The book focused on the importance of improved transparency and accountability in public financial management, in order to improve public understanding of how state funds are managed. The book outlines the various stages of reform, the successes achieved and the challenges faced in reforming the management of ‘state cash’. International practices on various aspects of cash management, and, wherever relevant, benchmarking the Indonesian experience against such practices, informed the book’s preparation.
“The Indonesian cash management story is one of success. This book provides lessons learned that can guide the next generation of reforms in Indonesia, in neighboring countries, and beyond the region,” said Rodrigo A. Chaves, World Bank Country Director for Indonesia.
The 1997 financial crisis in Asia prompted the initial idea for the book, as the crisis exposed entrenched institutional and structural weaknesses in the public management of most South East Asian countries. After the crisis subsided, the Government of Indonesia embarked on a range of reforms to improve the resilience of the economy and its ability to withstand shocks. The book is published in two languages, Indonesian and English, in order to appeal to audiences beyond Indonesia.
Not many books about public financial management are available to the general public. This book is not intended as a manual for cash managers. Instead, it was produced as reference material for university students and public finance specialists who wish to understand the fundamentals of cash management in Indonesia.
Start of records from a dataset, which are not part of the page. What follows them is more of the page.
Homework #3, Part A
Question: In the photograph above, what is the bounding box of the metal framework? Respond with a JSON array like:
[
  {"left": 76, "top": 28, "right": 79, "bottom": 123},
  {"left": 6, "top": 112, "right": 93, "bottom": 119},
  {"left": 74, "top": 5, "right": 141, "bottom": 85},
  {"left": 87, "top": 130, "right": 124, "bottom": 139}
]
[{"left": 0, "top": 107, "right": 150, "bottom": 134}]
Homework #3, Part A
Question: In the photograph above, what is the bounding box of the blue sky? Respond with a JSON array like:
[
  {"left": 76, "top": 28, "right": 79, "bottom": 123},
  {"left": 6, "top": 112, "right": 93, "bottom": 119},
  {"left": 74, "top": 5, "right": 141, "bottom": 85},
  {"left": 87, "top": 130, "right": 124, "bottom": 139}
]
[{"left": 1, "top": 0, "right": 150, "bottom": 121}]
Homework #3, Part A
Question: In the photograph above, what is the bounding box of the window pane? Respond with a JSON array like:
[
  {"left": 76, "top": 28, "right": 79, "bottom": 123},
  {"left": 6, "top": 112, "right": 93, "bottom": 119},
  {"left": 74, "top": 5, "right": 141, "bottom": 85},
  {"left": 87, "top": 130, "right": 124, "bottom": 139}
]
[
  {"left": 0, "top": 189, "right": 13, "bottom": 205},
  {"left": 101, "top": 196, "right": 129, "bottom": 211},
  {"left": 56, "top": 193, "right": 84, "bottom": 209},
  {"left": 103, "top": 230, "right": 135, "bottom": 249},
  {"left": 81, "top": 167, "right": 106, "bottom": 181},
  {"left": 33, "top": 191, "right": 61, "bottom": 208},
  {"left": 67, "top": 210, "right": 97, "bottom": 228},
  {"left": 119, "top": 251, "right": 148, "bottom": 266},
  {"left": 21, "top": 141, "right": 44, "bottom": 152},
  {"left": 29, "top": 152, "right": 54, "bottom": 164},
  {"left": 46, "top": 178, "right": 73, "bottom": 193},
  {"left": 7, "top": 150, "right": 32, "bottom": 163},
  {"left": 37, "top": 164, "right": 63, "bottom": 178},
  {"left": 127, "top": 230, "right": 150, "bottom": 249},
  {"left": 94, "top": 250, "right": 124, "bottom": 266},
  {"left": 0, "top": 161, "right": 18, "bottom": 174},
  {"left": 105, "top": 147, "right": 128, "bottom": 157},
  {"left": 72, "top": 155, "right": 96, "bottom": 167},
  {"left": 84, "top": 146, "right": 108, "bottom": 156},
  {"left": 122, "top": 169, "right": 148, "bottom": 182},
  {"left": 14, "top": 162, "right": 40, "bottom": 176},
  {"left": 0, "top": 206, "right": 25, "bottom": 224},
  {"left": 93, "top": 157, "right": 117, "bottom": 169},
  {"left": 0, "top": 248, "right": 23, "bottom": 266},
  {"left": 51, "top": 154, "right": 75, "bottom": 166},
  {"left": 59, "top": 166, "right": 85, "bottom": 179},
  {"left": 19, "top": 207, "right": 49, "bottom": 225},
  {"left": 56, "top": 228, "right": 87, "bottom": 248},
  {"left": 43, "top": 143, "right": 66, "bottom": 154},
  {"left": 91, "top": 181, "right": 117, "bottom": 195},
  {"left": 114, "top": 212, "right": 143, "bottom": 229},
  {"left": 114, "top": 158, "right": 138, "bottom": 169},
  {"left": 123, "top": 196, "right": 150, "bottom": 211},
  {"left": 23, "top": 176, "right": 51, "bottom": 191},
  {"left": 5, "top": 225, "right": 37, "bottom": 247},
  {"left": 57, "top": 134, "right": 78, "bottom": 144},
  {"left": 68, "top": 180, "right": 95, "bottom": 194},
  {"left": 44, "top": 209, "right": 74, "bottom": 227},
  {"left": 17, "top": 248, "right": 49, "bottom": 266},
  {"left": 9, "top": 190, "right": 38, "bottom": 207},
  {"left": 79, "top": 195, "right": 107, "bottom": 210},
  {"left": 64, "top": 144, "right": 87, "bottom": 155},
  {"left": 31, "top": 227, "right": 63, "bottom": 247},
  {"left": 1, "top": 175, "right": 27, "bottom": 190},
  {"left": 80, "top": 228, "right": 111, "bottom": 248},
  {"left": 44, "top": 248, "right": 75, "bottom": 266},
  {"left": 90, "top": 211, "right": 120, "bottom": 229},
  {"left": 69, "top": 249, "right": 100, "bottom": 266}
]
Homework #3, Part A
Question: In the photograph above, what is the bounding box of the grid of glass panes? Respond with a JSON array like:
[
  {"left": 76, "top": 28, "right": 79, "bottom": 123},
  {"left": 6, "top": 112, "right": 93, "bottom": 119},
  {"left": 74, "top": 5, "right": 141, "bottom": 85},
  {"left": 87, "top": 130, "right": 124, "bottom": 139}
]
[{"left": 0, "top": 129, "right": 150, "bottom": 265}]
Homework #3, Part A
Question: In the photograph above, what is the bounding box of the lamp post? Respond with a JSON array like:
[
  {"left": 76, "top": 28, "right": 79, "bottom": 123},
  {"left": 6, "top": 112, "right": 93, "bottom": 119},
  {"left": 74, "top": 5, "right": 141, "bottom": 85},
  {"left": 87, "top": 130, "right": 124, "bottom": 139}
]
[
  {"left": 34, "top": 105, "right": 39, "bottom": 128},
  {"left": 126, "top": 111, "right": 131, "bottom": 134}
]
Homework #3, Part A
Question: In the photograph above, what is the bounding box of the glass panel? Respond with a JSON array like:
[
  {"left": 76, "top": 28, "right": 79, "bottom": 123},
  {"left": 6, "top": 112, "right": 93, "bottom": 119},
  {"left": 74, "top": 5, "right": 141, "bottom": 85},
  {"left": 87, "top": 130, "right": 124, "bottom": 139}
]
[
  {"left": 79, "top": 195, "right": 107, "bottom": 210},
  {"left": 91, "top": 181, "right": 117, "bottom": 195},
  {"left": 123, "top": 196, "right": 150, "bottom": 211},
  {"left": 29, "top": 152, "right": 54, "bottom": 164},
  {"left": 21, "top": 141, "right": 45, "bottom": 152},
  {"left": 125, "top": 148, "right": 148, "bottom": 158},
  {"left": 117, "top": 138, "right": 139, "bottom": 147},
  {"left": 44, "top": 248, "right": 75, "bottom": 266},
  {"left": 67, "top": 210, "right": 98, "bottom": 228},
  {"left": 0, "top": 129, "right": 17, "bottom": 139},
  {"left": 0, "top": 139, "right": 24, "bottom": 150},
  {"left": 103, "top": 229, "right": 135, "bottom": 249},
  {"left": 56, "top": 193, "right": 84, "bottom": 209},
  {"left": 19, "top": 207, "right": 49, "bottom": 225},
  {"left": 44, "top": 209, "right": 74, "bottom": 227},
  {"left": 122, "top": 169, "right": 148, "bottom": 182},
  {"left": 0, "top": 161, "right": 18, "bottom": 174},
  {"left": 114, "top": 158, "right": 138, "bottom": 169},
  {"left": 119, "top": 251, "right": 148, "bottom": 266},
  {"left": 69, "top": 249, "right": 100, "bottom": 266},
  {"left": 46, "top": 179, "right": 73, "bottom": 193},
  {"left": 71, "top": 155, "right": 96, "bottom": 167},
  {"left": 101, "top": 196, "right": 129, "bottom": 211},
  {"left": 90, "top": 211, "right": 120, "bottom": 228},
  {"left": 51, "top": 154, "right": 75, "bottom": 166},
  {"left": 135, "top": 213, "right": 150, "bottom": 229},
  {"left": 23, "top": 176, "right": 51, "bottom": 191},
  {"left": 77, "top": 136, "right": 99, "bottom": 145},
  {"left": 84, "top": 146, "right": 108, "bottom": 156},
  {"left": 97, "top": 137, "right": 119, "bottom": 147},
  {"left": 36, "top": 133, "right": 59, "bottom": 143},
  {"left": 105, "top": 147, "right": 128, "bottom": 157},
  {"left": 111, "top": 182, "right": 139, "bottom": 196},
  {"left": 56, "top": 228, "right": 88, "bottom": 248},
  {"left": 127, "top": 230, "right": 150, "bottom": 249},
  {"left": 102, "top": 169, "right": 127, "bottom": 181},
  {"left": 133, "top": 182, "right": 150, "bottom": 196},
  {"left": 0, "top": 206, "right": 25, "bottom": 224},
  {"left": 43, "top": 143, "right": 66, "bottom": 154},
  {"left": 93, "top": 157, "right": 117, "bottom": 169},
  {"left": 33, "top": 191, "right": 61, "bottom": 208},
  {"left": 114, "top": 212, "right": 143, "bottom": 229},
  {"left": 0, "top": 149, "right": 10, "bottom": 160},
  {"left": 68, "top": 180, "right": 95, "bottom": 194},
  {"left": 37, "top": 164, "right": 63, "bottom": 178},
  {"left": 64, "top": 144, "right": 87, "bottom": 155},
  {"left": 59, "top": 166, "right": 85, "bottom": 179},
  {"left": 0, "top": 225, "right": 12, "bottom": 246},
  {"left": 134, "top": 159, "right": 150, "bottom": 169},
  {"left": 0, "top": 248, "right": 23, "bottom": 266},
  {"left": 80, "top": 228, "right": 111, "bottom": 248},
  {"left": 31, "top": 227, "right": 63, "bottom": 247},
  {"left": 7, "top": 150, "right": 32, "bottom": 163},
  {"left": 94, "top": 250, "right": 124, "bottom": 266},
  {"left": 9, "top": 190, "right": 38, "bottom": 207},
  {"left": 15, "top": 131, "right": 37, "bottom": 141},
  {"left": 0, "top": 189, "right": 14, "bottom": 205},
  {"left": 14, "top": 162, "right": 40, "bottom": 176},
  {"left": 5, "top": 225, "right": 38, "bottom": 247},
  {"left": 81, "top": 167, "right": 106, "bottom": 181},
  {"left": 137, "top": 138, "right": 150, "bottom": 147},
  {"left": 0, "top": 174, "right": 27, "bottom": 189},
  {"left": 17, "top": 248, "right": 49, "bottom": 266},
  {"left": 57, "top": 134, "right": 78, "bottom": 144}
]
More than 1200 copies of the Indonesian version and 250 copies of the English version will be given to higher education institutions, financial audit institutions, banking institutions, and other relevant agencies. The preparation of this book was funded by the Multi Donor Trust Fund for Public Financial Management, with contributions from the governments of Canada, the European Union, the Netherlands, and Switzerland, and from USAID.